When we think about multicellular organisms, there are some typical types of asexual reproduction. For example, starfish are famous for their ability to form a new organism from a piece of an original organism. So let's say you were to cut that part off of the starfish; for many species of starfish, that could then grow into a new starfish, and the original starfish would grow that back. This type of reproduction is known as fragmentation—it's pretty easy to remember. You take a fragment of it and it grows into another organism, and that's how it reproduces.
Now, another fascinating type of reproduction is known as parthenogenesis, and it's a fancy word—parthenogenesis. What happens here is you have an organism, and this is a baby Komodo dragon right over here, that can develop from an unfertilized egg. Remember, in sexual reproduction, we talk about how a sperm from a father organism needs to fertilize an egg from a mother organism, and then once they fuse together, then that fertilized egg can go through mitosis to produce a multicellular organism.
But in parthenogenesis, you have an egg on its own that can—that does not need to be fertilized—that can turn into a multicellular organism like a baby Komodo dragon.
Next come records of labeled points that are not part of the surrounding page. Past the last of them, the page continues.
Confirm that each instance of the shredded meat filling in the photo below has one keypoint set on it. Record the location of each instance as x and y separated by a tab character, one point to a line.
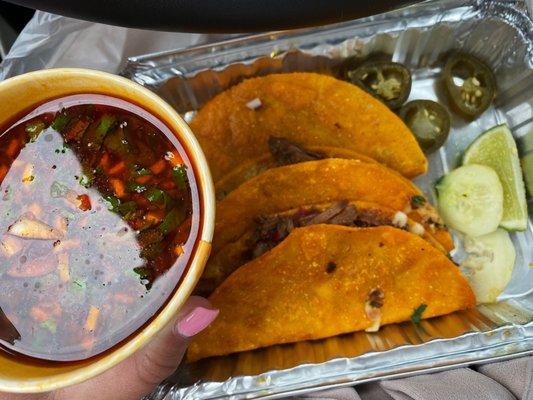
286	152
271	230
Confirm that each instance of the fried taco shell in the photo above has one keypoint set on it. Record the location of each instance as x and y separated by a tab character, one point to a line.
315	182
308	109
268	231
326	280
282	152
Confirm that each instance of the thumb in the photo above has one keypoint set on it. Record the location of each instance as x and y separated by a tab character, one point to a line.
161	357
139	375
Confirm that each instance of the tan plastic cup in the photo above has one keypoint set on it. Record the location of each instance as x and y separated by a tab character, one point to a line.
20	94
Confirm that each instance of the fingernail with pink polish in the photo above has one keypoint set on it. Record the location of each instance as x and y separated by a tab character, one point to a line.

Now, you might ask, well how can this be? Well, sometimes these mother—these eggs don't have half the genetic material like we're used to with the eggs from sexual reproduction. For parthenogenesis, many times, this egg has a complete set of genetic information, and then it can just go and start doing mitosis and turn into an organism.
Or, there's even situations where the egg does have half the genetic information; we'll talk about this in future videos. This would be a haploid cell; it has half the genetic information of its parent. But the haploid cell, in certain cases, can develop into a full organism. There are organisms like Komodo dragons that can reproduce both with parthenogenesis, which would be asexual, and in certain cases, with sexual reproduction.
So, I'll leave you there; two big categories. I'll draw a dividing line here so we don't get confused. All the stuff that I drew on the left, to the left of this yellow line, these are forms of asexual reproduction, where for the most part, one organism can make a copy of itself that has the same genetic information. On the right, we have sexual reproduction, where in order to produce a new organism, an egg cell and a sperm cell need to get together. The sperm cell needs to fertilize the egg cell, and each of them would have a sample of half of the genetic information from their parents.
Now, I'll leave you with a final question, and we should always be asking this in biology: why do we think sexual reproduction emerged? It actually emerged much later in our evolutionary history than asexual reproduction. Well, one argument for it is it produces much more variation in its offspring. If you have more variation in your offspring, and if you have more variation in a population, you have a higher likelihood that certain variations will be better suited for the environment that you are in. I'll let you think about that a little bit more.